Search code examples
mysqlsqlquery-performance

Optimising a SQL query with a huge where clause


I am working on a system (with Laravel) where users can fill a few filters to get the data they need. Data is not prepared real time, once the filters are set, a job is pushed to the queue and once the query finishes a CSV file is created. Then the user receives an email with the file which was created so that they can download it.

I have seen some errors in the jobs where it took longer than 30 mins to process one job and when I checked I have seen some users created filter with more than 600 values.

This filter values are translated like this:

SELECT filed1, 
       field2, 
       field6 
FROM   table 
       INNER JOIN table2 
               ON table.id = table2.cid 
/* this is how we try not to give same data to the users again so we used NOT IN */ 
WHERE  table.id NOT IN(SELECT data_id 
                       FROM   data_access 
                       WHERE  data_user = 26) 
       AND ( /* this bit is auto populated with the filter values */ 
           table2.filed_a = 'text a' 
            OR table2.filed_a = 'text b' 
            OR table2.filed_a = 'text c' ) 

Well I was not expecting users to go wild and fine tune with a huge filter set. It is okay for them to do this but need a solution to make this query quicker.
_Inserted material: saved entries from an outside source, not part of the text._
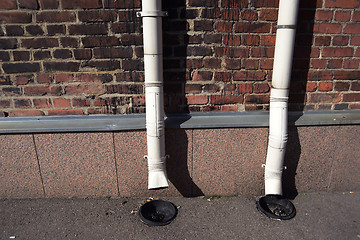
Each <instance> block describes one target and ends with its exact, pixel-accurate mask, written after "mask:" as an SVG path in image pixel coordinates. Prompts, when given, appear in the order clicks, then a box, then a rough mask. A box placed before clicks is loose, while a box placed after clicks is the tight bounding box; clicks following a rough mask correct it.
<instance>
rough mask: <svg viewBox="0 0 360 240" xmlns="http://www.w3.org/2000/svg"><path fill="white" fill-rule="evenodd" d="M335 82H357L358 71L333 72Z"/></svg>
mask: <svg viewBox="0 0 360 240" xmlns="http://www.w3.org/2000/svg"><path fill="white" fill-rule="evenodd" d="M334 79H335V80H359V79H360V71H341V70H340V71H334Z"/></svg>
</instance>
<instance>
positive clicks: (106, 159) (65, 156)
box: [35, 133, 118, 197]
mask: <svg viewBox="0 0 360 240" xmlns="http://www.w3.org/2000/svg"><path fill="white" fill-rule="evenodd" d="M35 141H36V146H37V150H38V155H39V162H40V167H41V172H42V176H43V181H44V188H45V194H46V196H47V197H57V196H118V188H117V179H116V167H115V156H114V145H113V133H65V134H38V135H35Z"/></svg>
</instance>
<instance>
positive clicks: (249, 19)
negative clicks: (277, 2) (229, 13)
mask: <svg viewBox="0 0 360 240" xmlns="http://www.w3.org/2000/svg"><path fill="white" fill-rule="evenodd" d="M240 17H241V19H242V20H248V21H256V20H258V12H257V11H256V10H252V9H244V10H242V11H241V13H240Z"/></svg>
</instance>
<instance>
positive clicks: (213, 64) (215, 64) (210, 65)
mask: <svg viewBox="0 0 360 240" xmlns="http://www.w3.org/2000/svg"><path fill="white" fill-rule="evenodd" d="M204 67H205V68H212V69H217V68H221V59H219V58H212V57H210V58H205V59H204Z"/></svg>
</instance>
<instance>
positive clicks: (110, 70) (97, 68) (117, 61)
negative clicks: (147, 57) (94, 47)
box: [81, 60, 136, 71]
mask: <svg viewBox="0 0 360 240" xmlns="http://www.w3.org/2000/svg"><path fill="white" fill-rule="evenodd" d="M124 61H125V60H124ZM124 61H123V64H124ZM132 61H133V60H132ZM81 67H83V68H84V67H85V68H86V67H90V68H95V69H97V70H100V71H113V70H117V69H120V61H115V60H108V61H95V60H90V61H86V62H84V63H83V64H82V65H81ZM128 67H131V68H135V67H136V66H135V65H132V64H129V66H128ZM123 69H125V68H124V65H123Z"/></svg>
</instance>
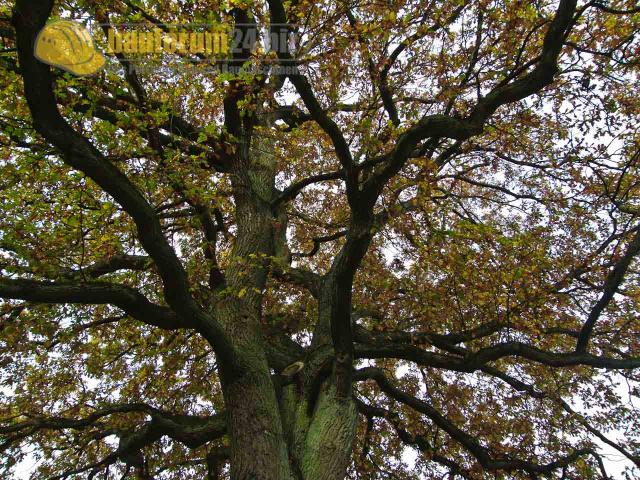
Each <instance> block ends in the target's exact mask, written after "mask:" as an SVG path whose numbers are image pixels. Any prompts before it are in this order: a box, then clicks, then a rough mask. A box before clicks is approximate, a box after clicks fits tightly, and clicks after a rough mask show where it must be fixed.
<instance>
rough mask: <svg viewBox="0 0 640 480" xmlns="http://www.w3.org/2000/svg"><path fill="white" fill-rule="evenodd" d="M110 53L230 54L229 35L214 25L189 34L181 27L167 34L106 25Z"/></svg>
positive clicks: (157, 30) (159, 53) (164, 32)
mask: <svg viewBox="0 0 640 480" xmlns="http://www.w3.org/2000/svg"><path fill="white" fill-rule="evenodd" d="M106 27H107V28H106V30H107V52H108V53H125V54H130V55H131V54H134V55H135V54H138V55H162V54H168V55H172V54H178V55H187V54H192V55H206V56H207V57H210V56H222V55H226V54H227V53H228V52H229V35H228V33H227V31H226V30H225V29H224V27H222V26H218V25H212V26H210V27H209V29H208V30H206V31H189V30H187V29H184V27H181V28H179V29H176V30H175V31H166V30H168V28H167V27H166V26H164V27H165V29H164V30H162V29H160V28H159V27H156V28H154V29H153V30H148V31H145V30H142V29H135V28H134V29H125V28H124V27H126V26H111V25H107V26H106Z"/></svg>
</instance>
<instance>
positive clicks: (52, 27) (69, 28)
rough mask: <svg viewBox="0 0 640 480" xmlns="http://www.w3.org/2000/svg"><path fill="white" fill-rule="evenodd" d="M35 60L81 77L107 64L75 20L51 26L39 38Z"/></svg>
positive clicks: (99, 69)
mask: <svg viewBox="0 0 640 480" xmlns="http://www.w3.org/2000/svg"><path fill="white" fill-rule="evenodd" d="M35 57H36V58H37V59H38V60H40V61H41V62H43V63H46V64H48V65H53V66H54V67H58V68H61V69H63V70H66V71H67V72H69V73H73V74H74V75H78V76H85V75H92V74H94V73H96V72H98V71H99V70H100V69H101V68H102V67H103V66H104V64H105V58H104V57H103V56H102V54H100V53H99V52H98V51H96V49H95V46H94V44H93V39H92V38H91V35H90V34H89V31H88V30H87V29H86V28H85V27H84V25H82V24H80V23H77V22H73V21H71V20H56V21H54V22H51V23H49V24H47V25H46V26H45V27H44V28H43V29H42V30H40V33H39V34H38V38H36V47H35Z"/></svg>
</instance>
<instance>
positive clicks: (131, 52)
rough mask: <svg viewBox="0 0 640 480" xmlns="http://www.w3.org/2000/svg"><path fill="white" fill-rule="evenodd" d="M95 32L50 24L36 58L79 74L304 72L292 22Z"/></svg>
mask: <svg viewBox="0 0 640 480" xmlns="http://www.w3.org/2000/svg"><path fill="white" fill-rule="evenodd" d="M89 25H91V23H89ZM89 28H90V29H91V30H90V29H88V28H87V27H85V26H84V25H83V24H81V23H78V22H75V21H72V20H55V21H52V22H50V23H49V24H47V25H46V26H45V27H44V28H43V29H42V31H41V32H40V33H39V34H38V37H37V39H36V45H35V56H36V58H37V59H38V60H40V61H42V62H44V63H46V64H48V65H52V66H54V67H58V68H61V69H63V70H65V71H67V72H70V73H72V74H74V75H78V76H87V75H92V74H94V73H97V72H98V71H100V70H101V69H102V68H103V67H105V64H106V65H107V66H108V69H109V70H111V69H112V68H121V67H122V66H123V65H124V66H125V68H129V69H135V70H136V71H138V72H143V73H144V72H148V73H153V72H155V73H160V72H162V73H164V72H165V71H166V72H167V73H176V72H177V71H189V70H190V69H191V68H199V71H201V72H203V71H206V72H212V73H231V74H234V75H237V74H243V73H248V74H260V73H262V74H283V75H295V74H298V70H297V68H298V63H297V60H296V58H295V56H294V55H293V54H292V52H293V51H294V50H295V48H294V47H295V44H296V37H295V33H294V31H293V28H292V27H291V25H288V24H270V25H269V26H258V25H256V24H240V23H239V24H235V25H233V27H231V26H229V25H224V24H212V23H204V24H203V23H185V24H173V25H172V24H156V25H147V24H136V23H130V24H119V25H116V24H97V25H96V24H93V26H92V27H91V26H90V27H89ZM92 35H93V36H92ZM94 40H97V44H99V45H101V46H104V52H105V55H107V56H116V57H118V58H120V60H121V61H120V62H107V58H105V56H103V55H102V53H100V52H99V51H98V50H97V48H96V42H94ZM123 58H124V59H126V62H122V59H123Z"/></svg>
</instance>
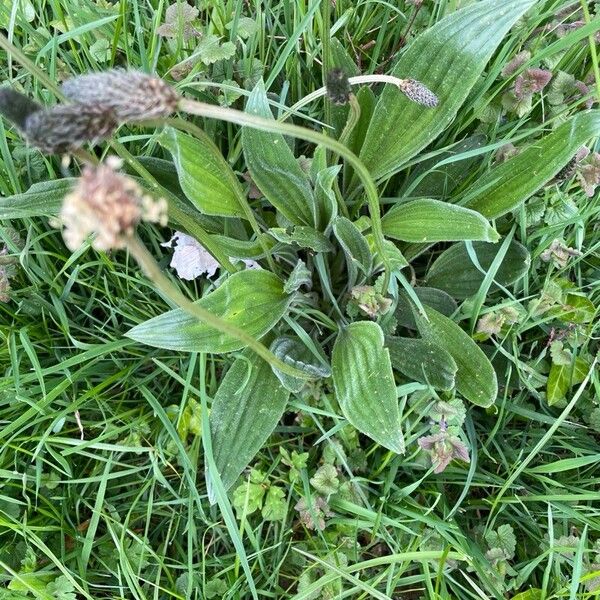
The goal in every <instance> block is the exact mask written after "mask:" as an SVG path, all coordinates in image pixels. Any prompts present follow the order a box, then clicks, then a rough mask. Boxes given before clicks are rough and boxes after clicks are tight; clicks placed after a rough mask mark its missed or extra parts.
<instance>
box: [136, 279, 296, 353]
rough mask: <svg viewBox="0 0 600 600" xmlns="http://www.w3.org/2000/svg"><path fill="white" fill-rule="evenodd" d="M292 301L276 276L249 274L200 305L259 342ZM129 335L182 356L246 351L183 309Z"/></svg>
mask: <svg viewBox="0 0 600 600" xmlns="http://www.w3.org/2000/svg"><path fill="white" fill-rule="evenodd" d="M291 298H292V297H291V296H287V295H286V294H285V293H284V292H283V286H282V284H281V281H279V279H278V278H277V276H276V275H274V274H273V273H270V272H268V271H262V270H247V271H241V272H239V273H235V274H234V275H232V276H231V277H229V278H228V279H227V280H226V281H225V282H224V283H223V284H222V285H221V286H220V287H218V288H217V289H216V290H215V291H214V292H211V293H210V294H208V295H206V296H205V297H204V298H202V299H201V300H198V302H197V304H199V305H200V306H202V307H203V308H205V309H206V310H208V311H210V312H211V313H213V314H214V315H216V316H218V317H220V318H221V319H224V320H225V321H227V322H228V323H231V324H232V325H235V326H237V327H239V328H240V329H243V330H244V331H245V332H246V333H247V334H248V335H251V336H253V337H254V338H260V337H262V336H263V335H264V334H265V333H267V331H269V330H270V329H272V328H273V327H274V326H275V324H276V323H277V322H278V321H279V319H281V317H283V315H284V314H285V313H286V312H287V310H288V307H289V304H290V302H291ZM126 335H127V337H129V338H131V339H133V340H135V341H136V342H140V343H142V344H147V345H148V346H154V347H156V348H167V349H170V350H180V351H183V352H212V353H215V354H221V353H224V352H232V351H233V350H239V349H240V348H243V347H244V343H243V342H240V341H239V340H238V339H236V338H232V337H231V336H229V335H227V334H225V333H222V332H220V331H218V330H217V329H214V328H213V327H210V326H209V325H207V324H206V323H203V322H202V321H199V320H198V319H196V318H194V317H192V316H190V315H189V314H188V313H186V312H185V311H183V310H181V309H175V310H171V311H169V312H167V313H164V314H162V315H159V316H158V317H154V318H153V319H149V320H148V321H145V322H144V323H141V324H140V325H137V326H136V327H134V328H133V329H130V330H129V331H128V332H127V334H126Z"/></svg>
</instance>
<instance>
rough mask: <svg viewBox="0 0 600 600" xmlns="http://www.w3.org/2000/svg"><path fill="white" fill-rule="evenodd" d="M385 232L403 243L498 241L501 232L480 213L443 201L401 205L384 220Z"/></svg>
mask: <svg viewBox="0 0 600 600" xmlns="http://www.w3.org/2000/svg"><path fill="white" fill-rule="evenodd" d="M381 225H382V227H383V233H384V234H385V235H386V236H388V237H391V238H394V239H396V240H402V241H403V242H457V241H460V240H480V241H484V242H497V241H498V239H499V235H498V233H497V232H496V231H495V230H494V228H493V227H492V226H491V225H490V224H489V223H488V222H487V221H486V220H485V219H484V218H483V217H482V216H481V215H480V214H479V213H477V212H475V211H474V210H469V209H466V208H463V207H462V206H456V205H455V204H448V203H447V202H441V201H440V200H427V199H422V200H413V201H412V202H406V203H403V204H398V205H396V206H394V208H392V210H390V211H389V212H388V213H387V214H386V215H385V216H384V217H383V219H382V222H381Z"/></svg>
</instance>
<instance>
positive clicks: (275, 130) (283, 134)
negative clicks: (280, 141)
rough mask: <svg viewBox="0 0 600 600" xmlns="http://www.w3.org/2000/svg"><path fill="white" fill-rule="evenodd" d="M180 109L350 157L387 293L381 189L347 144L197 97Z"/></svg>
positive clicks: (263, 117)
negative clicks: (382, 271)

One way is to create a temp table on the fly with the filter values and covert the query for INNER JOIN but not sure if it would increase the performance. Also, given that in a normal day system would need to create at least 40-ish temp tables and delete them afterwards. Would this become another issue in the long run?

I would love to hear any other suggestions that may help me solve this issue other then temp table method.


Solution

  • I would suggest writing the query like this:

    SELECT ?.filed1, ?.field2, ?.field6  -- qualify column names (but no effect on performance)
    FROM table t JOIN
         table2 t2
         ON t.id = t2.cid 
    
    WHERE NOT EXISTS (SELECT 1
                      FROM data_access da
                      WHERE t.id = da.data_id AND da.data_user = 26
                     ) AND
         t2.filed_a IN ('text a', 'text b', 'text c') ;
    

    Then I would recommend indexes. Most likely:

    • table2(filed_a, cid)
    • table1(id) (may not be necessary if id is already the primary key)
    • data_access(data_id, data_user)

    You can test this as your own query. I don't know how to get Laravel to produce this (assuming it meets your performance objectives).